Public Media Infrastructure has appointed its inaugural Board of Trustees, formalizing governance for the Corporation for Public Broadcasting-funded consortium created amid last year’s public radio distribution funding dispute between NPR and the CPB.
New York Public Radio Executive Chair LaFontaine Oliver is Chair of the Board. Additional trustees include KKCR Community Radio General Manager Anni Caporuscio, KCAW Raven Radio General Manager Mariana Robertson, Radio Bilingüe Co-Executive Director José Martínez-Saldaña, Vermont Public CEO Vijay Singh, and Louisville Public Media President and CEO Kenya Young.

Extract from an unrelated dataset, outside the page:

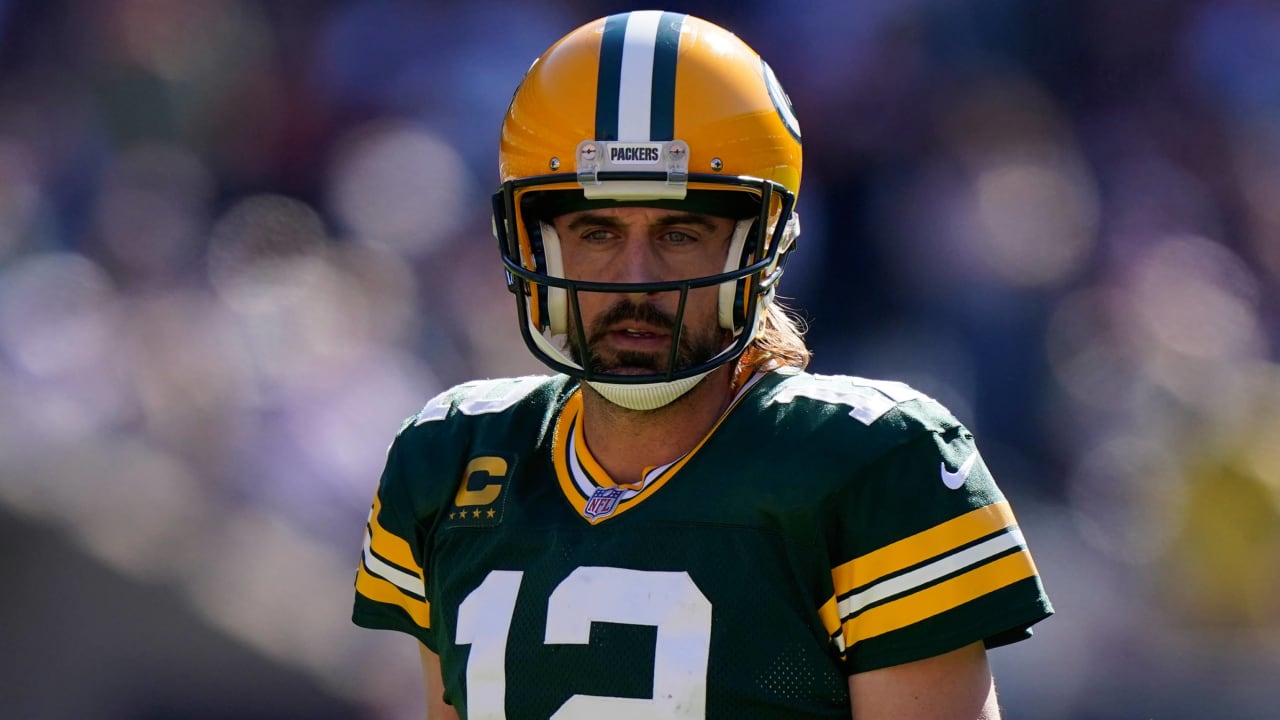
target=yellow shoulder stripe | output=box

The independent nonprofit was established in 2025 through a $57.9 million grant from CPB as a consortium of American Public Media Group, PRX, New York Public Radio, Station Resource Group, and the National Federation of Community Broadcasters to support shared infrastructure and distribution needs across public media stations nationwide.
The formation of the board comes as PMI continues developing new digital and terrestrial distribution technologies alongside ongoing support for the Public Radio Satellite System, following the November court settlement that allowed CPB to proceed with the grant.
Oliver said, “I’m grateful to CPB for the vision and foresight to invest in this station-centered consortium, as we work to imagine the future of our system, and put muscle into the project of building it. The tie that binds this country’s incredible tapestry of public radio stations is our commitment to public service – through the vital news, information, education, arts, culture, and connection we provide our communities every day. I’m honored that my fellow founding partners have entrusted me to help lay PMI’s foundations as Chair of the Board, and energized to be stepping into this new role.”
National Federation of Community Broadcasters CEO and Founding PMI Board Member A. Rima Dael said, “Our board strives to reflect the full breadth of who public media actually is – across station formats and in every type of community across the nation, large and small, rural and urban, legacy and emerging. These leaders bring deep, lived experience from stations serving communities every day, and a clear understanding of both the fragility and the power of public media infrastructure. That range of perspective is exactly what PMI was created to hold and to protect.”